Rob Taylor " Wall Space: Where a man dare not hang his hat
If Guys Could Talk
Man’s gradual migration to the great indoors has not been without its speed bumps.
For example, one wife living near C Lazy U Ranch recently told her husband to hang his taxidermy trophies above the toilet.
“Company can admire your dead beasts when they go to the bathroom,” she explained – insisting that their Rocky Mountain cabin maintain a Better Homes and
Garden feel rather than something endorsed by the NRA.
While logical minds wonder who can piddle while staring down a 5-foot-long badger, she would not back down. Her spouse was forced to barge in on houseguests relieving themselves and say, “Oh, sorry. I didn’t know you were in here. By the way, what do you think of the mounted pheasant?” Never has a conversation piece sparked so much controversy.
Isolated incident or epidemic? You decide.
In a recent, unofficial poll, four out of five Grand County husbands have been banned from hanging anything (without feminine supervision) in the living room, kitchen, the office, hallways, bathrooms or bedrooms. Two out of five – despite the accusation of being colorblind – were granted decorative liberties in the garage, and one out of five is not allowed to enter his house.
Could this be feminine chauvinism ” telling a man that his place is not in the home?
To sort through the madness, I tried contacting Dr. Phil and Oprah who both – conveniently – were unavailable for comment.
One husband copped to joining a local men’s organization – where they conduct secret vigil and don those funny little hats – under false pretenses. Civic duty? Not hardly. For him, it is an outlet for pent-up rage.
“She (my wife) won’t let me hang my cutthroat trout in the bedroom, so I joined this organization,” he confessed. “Now I decorate my head with this absurd hat. She lives in fear that her friends will see me and take pictures.”
But the fisherman is not alone; many suffering husbands have innocently attempted to hang a sentimental tool, wild game head or Broncos paraphernalia on the walls of his castle. This act is punishable with the following interrogation (or so I was told).
“What is that,” the decorating dictator demands. This is not a question. It is followed with, “You’re not putting that thing on the wall; it doesn’t match the color scheme.”
Thing? Color scheme? These guys find themselves quoting Shakespeare out of spite, crying, “Let slip the dogs of war.”
The masculine decor ban is giving law enforcement officials fits, leaving them scratching their heads at residential crime scenes. If the suspect is a married man, there usually isn’t a single household item representing his personality. These homes – for the most part – are identical: tributes to lighthouses and country picnics.
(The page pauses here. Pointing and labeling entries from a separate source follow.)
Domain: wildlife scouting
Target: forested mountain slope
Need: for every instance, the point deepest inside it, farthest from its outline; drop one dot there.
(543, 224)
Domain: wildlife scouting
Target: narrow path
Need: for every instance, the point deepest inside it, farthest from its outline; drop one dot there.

“HGTV addict. Nothing of value here,” the profiler reports to the lead detective, shaking his head.
“But wait,” you say (if you are one of the guilty), remembering that – against your better judgment – you allowed your spouse to adorn the garage or basement. You might as well say, “My love is as deep as the dungeon that I let you decorate.” These poor souls don’t want to decorate the bowels of the house; they want something real, something the public can see.
The guys I spoke with had little hope of ever be allowed to decorate: A glaring omission in the traditional wedding vows. Saying “I do” was misconstrued as verbal consent for kissing worthy decor goodbye. It was boxed up, thrown out and sentenced to garage sales.
One local Wall Scrooge (who asked to remain anonymous) took responsibility for her past sins and has begun making amends.
“I cleared a 4-foot by 4-foot section of wall in the living room and told my husband to ‘go crazy’. It’s an eyesore now, but he bought me diamond earrings for our anniversary.”
The give and take sparked something after 20 years of marriage, rekindling candlelight dinners and slow kisses. Together – for the first time – they watched “The Terminator” and “Steel Magnolias” with open minds, each finding something positive to say about their mate’s peculiar movie tastes.
The magic was back, breathing life into a tired relationship … proving that a little wall space does indeed go a long way.